Unlike his administrative finding last year on stem-cell research–another no-win decision on an emotional topic–this was an issue Bush knew something about. In a 1996 case argued by Olson, the courts had invalidated the University of Texas’s minority-admissions program. Democrats in the legislature came up with a clever, superficially race-blind alternative: automatic acceptance for the top 10 percent of students from every Texas high school, many of which have almost exclusively minority enrollments. Ever cautious about alienating “the base,” Bush declined to support the measure, but signed it with considerable fanfare after it passed. It has worked reasonably well in Texas, at least so far; California and Florida now use similar systems.
Neither law nor spin protected the president from political attack last week, of course. Democratic presidential candidates were irate on cue, aiming to impress the civil-rights leaders and urban mayors who control black turnout–and whose support will be crucial in next year’s primaries. Intellectual backers of affirmative action, led by The New York Times, denounced Bush.

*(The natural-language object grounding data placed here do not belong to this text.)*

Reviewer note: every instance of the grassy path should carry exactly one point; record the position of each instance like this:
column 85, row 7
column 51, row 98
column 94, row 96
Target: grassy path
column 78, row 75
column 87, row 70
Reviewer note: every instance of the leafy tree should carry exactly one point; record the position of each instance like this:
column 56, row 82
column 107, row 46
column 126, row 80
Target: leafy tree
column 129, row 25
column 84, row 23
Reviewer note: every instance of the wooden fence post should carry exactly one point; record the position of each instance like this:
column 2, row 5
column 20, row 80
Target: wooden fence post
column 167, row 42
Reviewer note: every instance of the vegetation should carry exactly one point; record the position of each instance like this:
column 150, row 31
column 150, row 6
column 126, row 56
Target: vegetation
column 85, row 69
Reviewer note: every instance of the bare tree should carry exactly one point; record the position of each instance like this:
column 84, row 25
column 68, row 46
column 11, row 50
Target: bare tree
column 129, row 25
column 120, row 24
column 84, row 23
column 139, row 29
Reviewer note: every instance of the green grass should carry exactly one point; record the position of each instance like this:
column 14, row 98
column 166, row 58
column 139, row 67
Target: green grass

Not all the criticism could be dismissed as a jerk of the knee. Taking the top students from each school sounds fair. But, in fact, it allows less qualified minority students from bad schools to leapfrog more highly qualified students from more-demanding schools. That, in turn, can encourage the educational segregation–at least in secondary school–that affirmative action is supposed to end. It’s an argument Bush hasn’t rebutted. But now he can take a breather, and wait for the Supreme Court to speak before he’s forced into the hall of mirrors again.